David Fonseca
“Seria uma seca ter novamente 20 anos”

Famosos

A caminho dos 40 anos e com dez de carreira, orgulha-se do percurso musical que construiu

Sex, 15/03/2013 - 0:00

David Fonseca é um dos músicos portugueses mais brilhantes da atualidade. Num misto de loucura e paixão pelo que faz, o artista lançou dois álbuns este ano e, horas antes de subir ao Coliseu dos Recreios, falou com a VIP sobre a carreira, vida e ainda sobre os dois filhos.

VIP – Dois álbuns num ano é loucura, paixão pelo que se faz ou um misto de ambos?
David Fonseca – É um misto claramente. Mas é um facto que é loucura. Não quis fazer dois discos porque a ideia era fazer uma história que durasse um ano e isso seria traduzido num disco. Comecei no primeiro dia da primavera e quando cheguei ao primeiro dia do outono já tinha feito um disco. Acabei por continuar e fiz dois. Foi uma tarefa dura porque fazer um disco como um diário é muito difícil. Retira-te muito da vida real.

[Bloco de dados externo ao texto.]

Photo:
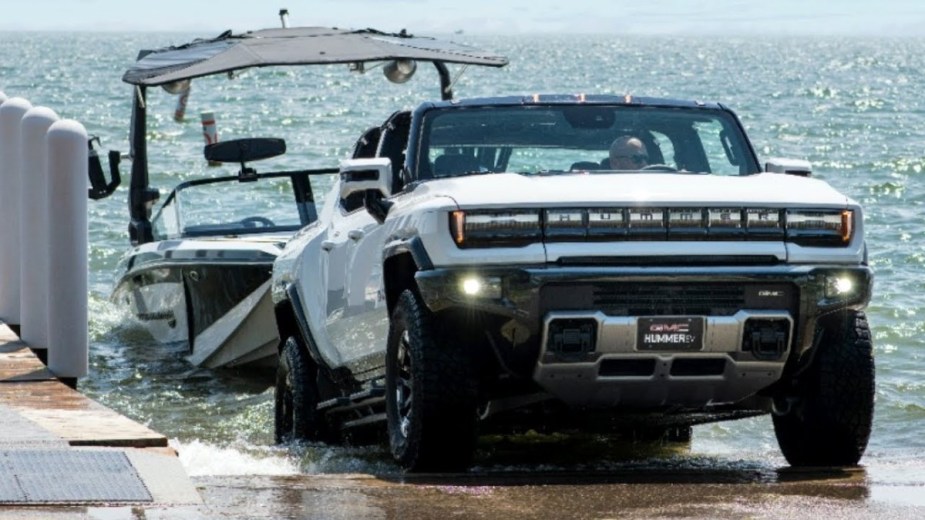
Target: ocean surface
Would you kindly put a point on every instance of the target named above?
(854, 107)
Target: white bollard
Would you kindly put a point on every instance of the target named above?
(11, 113)
(68, 331)
(34, 278)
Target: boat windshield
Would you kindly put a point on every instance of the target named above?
(552, 139)
(225, 206)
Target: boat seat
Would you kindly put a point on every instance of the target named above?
(450, 164)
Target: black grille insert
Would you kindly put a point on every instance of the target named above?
(669, 298)
(698, 367)
(627, 367)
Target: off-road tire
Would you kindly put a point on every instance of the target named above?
(431, 392)
(296, 397)
(829, 419)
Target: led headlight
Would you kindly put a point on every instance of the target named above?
(475, 286)
(838, 286)
(495, 228)
(820, 227)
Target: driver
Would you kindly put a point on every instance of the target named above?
(628, 153)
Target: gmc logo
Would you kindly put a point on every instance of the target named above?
(673, 327)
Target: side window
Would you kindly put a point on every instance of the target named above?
(664, 150)
(718, 154)
(393, 143)
(365, 147)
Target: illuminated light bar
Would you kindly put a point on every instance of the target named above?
(725, 222)
(565, 223)
(686, 221)
(495, 228)
(764, 223)
(606, 223)
(517, 228)
(646, 223)
(646, 218)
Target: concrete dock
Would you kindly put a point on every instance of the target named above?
(58, 447)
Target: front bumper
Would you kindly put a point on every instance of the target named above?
(576, 331)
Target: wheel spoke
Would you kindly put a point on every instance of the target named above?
(404, 390)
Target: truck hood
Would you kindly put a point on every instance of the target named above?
(637, 189)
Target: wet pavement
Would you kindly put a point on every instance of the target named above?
(631, 493)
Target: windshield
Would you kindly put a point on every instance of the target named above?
(224, 206)
(535, 139)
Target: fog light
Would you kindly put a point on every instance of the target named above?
(481, 287)
(838, 286)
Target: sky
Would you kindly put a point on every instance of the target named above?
(675, 17)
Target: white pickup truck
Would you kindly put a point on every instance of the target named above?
(493, 264)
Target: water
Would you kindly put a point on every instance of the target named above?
(852, 107)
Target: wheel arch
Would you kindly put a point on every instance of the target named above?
(291, 322)
(400, 263)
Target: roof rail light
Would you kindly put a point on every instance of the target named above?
(399, 71)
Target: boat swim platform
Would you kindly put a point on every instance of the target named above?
(59, 447)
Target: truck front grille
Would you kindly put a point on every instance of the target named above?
(668, 299)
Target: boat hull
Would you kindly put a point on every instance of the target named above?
(219, 304)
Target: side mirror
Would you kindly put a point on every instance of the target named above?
(362, 175)
(797, 167)
(99, 187)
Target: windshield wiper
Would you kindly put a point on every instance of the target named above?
(465, 174)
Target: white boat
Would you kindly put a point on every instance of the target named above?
(201, 274)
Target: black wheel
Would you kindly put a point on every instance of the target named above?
(828, 421)
(297, 417)
(431, 393)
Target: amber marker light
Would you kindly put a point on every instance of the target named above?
(847, 220)
(458, 223)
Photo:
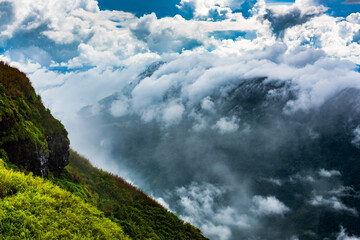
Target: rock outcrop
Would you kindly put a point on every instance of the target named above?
(30, 136)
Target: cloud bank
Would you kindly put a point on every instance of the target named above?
(240, 116)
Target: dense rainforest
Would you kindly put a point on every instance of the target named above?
(49, 191)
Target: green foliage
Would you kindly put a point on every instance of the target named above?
(33, 208)
(139, 215)
(28, 131)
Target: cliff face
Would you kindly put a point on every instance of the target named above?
(30, 136)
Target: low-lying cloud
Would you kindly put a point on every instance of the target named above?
(244, 137)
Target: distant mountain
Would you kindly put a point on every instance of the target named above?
(90, 203)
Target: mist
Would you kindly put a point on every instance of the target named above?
(241, 117)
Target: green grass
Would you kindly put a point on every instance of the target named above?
(33, 208)
(140, 216)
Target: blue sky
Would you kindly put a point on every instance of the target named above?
(164, 8)
(77, 55)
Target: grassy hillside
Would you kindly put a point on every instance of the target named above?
(30, 136)
(139, 215)
(33, 208)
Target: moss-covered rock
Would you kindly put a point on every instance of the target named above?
(30, 136)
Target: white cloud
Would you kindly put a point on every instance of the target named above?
(173, 113)
(227, 125)
(268, 206)
(329, 173)
(200, 206)
(120, 107)
(344, 236)
(332, 202)
(356, 140)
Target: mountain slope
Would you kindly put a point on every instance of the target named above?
(33, 208)
(139, 215)
(30, 136)
(90, 203)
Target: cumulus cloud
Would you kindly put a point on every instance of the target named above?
(344, 236)
(356, 140)
(268, 206)
(329, 174)
(252, 108)
(332, 202)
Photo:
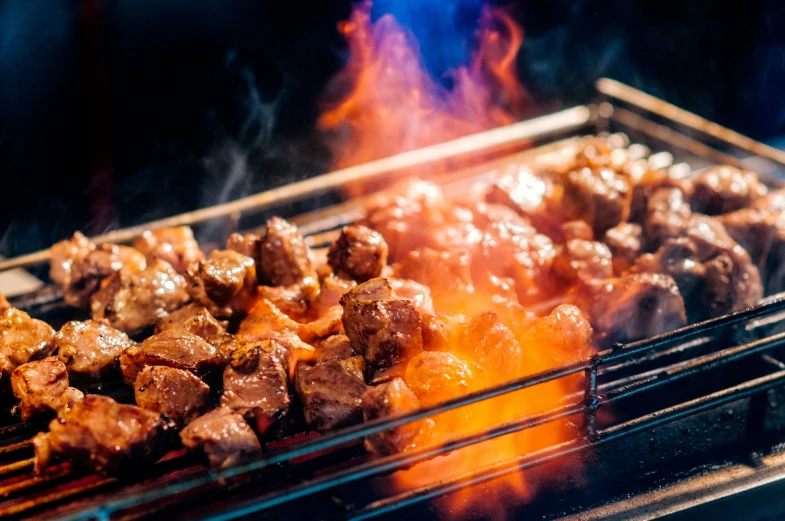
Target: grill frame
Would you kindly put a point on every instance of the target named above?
(616, 105)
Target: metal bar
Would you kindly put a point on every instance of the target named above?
(390, 464)
(657, 106)
(643, 423)
(517, 133)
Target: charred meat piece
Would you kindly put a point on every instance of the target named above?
(625, 241)
(256, 383)
(565, 335)
(104, 436)
(774, 201)
(384, 329)
(359, 253)
(518, 252)
(532, 195)
(195, 319)
(581, 260)
(761, 232)
(436, 376)
(177, 394)
(246, 244)
(331, 392)
(709, 236)
(634, 306)
(172, 348)
(724, 189)
(224, 436)
(391, 399)
(330, 293)
(90, 349)
(577, 230)
(732, 283)
(42, 386)
(132, 300)
(599, 197)
(667, 217)
(176, 246)
(678, 258)
(224, 282)
(23, 339)
(335, 347)
(651, 182)
(79, 266)
(285, 257)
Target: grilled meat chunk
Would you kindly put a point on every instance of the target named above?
(667, 217)
(224, 436)
(90, 349)
(761, 232)
(532, 195)
(256, 383)
(176, 246)
(172, 348)
(23, 339)
(651, 182)
(79, 266)
(132, 300)
(177, 394)
(732, 283)
(246, 244)
(225, 282)
(774, 201)
(634, 306)
(518, 252)
(42, 386)
(599, 197)
(331, 392)
(391, 399)
(576, 230)
(195, 319)
(359, 253)
(104, 436)
(384, 329)
(335, 347)
(724, 189)
(581, 260)
(285, 257)
(625, 241)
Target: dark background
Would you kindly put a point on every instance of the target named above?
(118, 111)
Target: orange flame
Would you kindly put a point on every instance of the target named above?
(393, 105)
(383, 103)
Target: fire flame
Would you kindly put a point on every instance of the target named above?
(383, 103)
(393, 104)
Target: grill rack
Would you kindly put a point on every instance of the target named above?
(697, 345)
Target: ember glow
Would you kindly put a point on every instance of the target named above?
(384, 101)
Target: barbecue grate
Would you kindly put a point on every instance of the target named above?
(733, 357)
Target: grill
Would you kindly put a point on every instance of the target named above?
(690, 408)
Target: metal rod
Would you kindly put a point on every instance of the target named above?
(643, 423)
(657, 106)
(517, 133)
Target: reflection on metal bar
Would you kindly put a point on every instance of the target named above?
(517, 133)
(623, 430)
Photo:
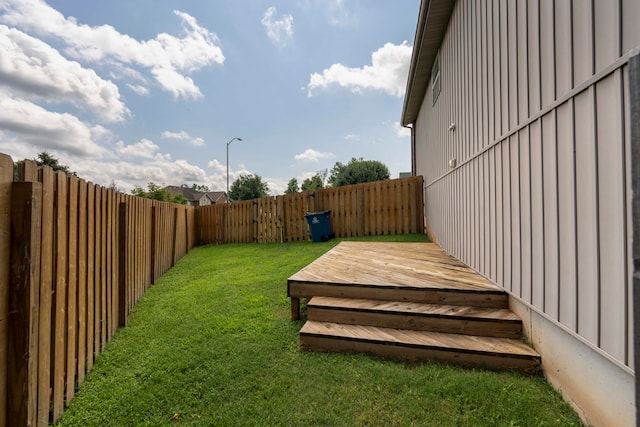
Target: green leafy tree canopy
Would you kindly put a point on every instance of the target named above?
(248, 187)
(292, 186)
(357, 171)
(313, 183)
(155, 192)
(47, 159)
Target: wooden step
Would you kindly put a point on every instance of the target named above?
(490, 322)
(487, 298)
(464, 350)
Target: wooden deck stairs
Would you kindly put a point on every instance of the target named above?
(407, 301)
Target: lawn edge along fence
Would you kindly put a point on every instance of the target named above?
(75, 257)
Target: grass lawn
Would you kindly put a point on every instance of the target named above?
(211, 344)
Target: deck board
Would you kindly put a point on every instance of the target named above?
(417, 265)
(466, 343)
(497, 314)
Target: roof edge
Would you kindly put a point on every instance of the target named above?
(433, 21)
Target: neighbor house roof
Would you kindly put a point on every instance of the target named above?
(195, 196)
(433, 21)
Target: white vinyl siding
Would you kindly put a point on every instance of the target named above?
(538, 200)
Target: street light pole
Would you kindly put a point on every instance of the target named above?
(233, 139)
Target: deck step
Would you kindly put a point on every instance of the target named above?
(490, 322)
(464, 350)
(487, 298)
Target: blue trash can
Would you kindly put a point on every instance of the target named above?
(320, 225)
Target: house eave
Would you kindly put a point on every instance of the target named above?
(432, 25)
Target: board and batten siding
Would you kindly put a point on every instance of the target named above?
(536, 92)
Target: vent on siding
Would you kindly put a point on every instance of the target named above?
(435, 78)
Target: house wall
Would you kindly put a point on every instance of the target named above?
(539, 201)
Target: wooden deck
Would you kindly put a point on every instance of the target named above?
(418, 272)
(422, 265)
(408, 301)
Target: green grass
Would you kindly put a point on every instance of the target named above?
(211, 344)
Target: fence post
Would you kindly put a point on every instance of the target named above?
(634, 102)
(154, 246)
(175, 237)
(122, 264)
(24, 292)
(6, 179)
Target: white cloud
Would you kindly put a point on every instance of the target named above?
(388, 72)
(40, 128)
(145, 149)
(183, 136)
(311, 155)
(169, 58)
(36, 70)
(140, 90)
(280, 32)
(197, 142)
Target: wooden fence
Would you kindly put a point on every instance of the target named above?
(383, 207)
(74, 259)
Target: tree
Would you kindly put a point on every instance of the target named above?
(313, 183)
(248, 187)
(357, 171)
(292, 186)
(155, 192)
(46, 159)
(113, 185)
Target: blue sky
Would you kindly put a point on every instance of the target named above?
(152, 90)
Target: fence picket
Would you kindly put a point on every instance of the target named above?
(6, 179)
(24, 296)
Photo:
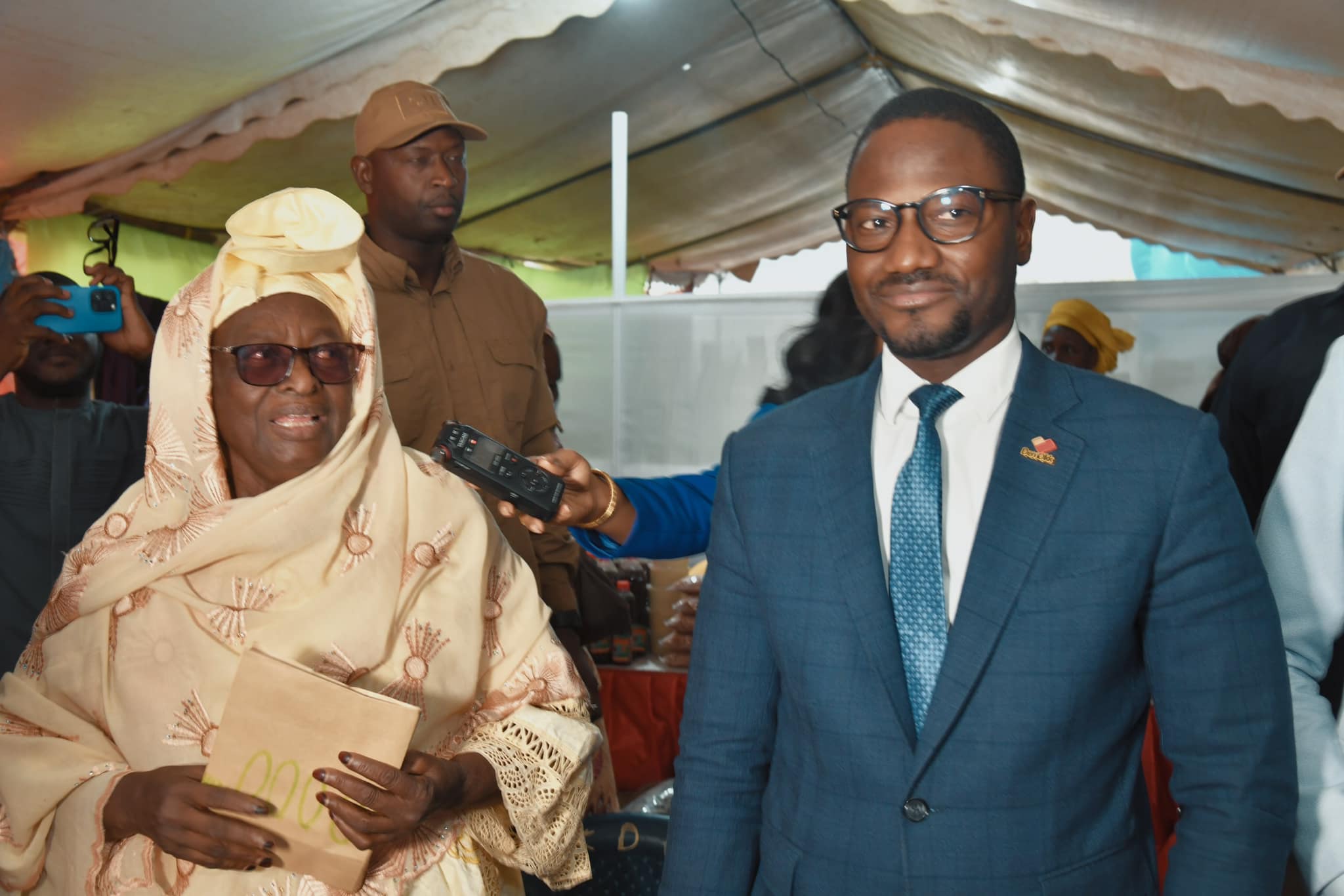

Prefere concertos em salas pequenas. É um sinal de respeito por quem gosta do seu trabalho?
Nunca vi a música como um sucesso em escala. Isso faz-me confusão. Além disso, seria estranho que só conseguisse tocar em salas de grande escala. Tenho uma grande paixão por salas pequenas. Porque vejo todas as pessoas e porque o espetáculo é diferente. Preocupa-me fazer bons espetáculos.

O primeiro álbum foi escrito em digressão. O segundo em casa. Aquilo que escreve e canta é um espelho do que é?
Sim, mas não é literal. Tudo aquilo que escrevo tem a ver aquilo que sou, vivo e vejo. Não é inventado. Não consigo escrever assim, o que seria mais fácil. Os meus discos são todos autobiográficos, mas não de uma forma literal. Não digo o que comi ou com quem falo (risos). Está ligado a uma espécie de eu interior que não é fácil de ver no dia-a-dia.

Fez o segundo a promover o primeiro. Qual o truque para uma conjugação perfeita?
Não há truque. Foi horrível (risos). Foi um equilíbrio difícil. Tive um ano infernal, mas acabou por resultar.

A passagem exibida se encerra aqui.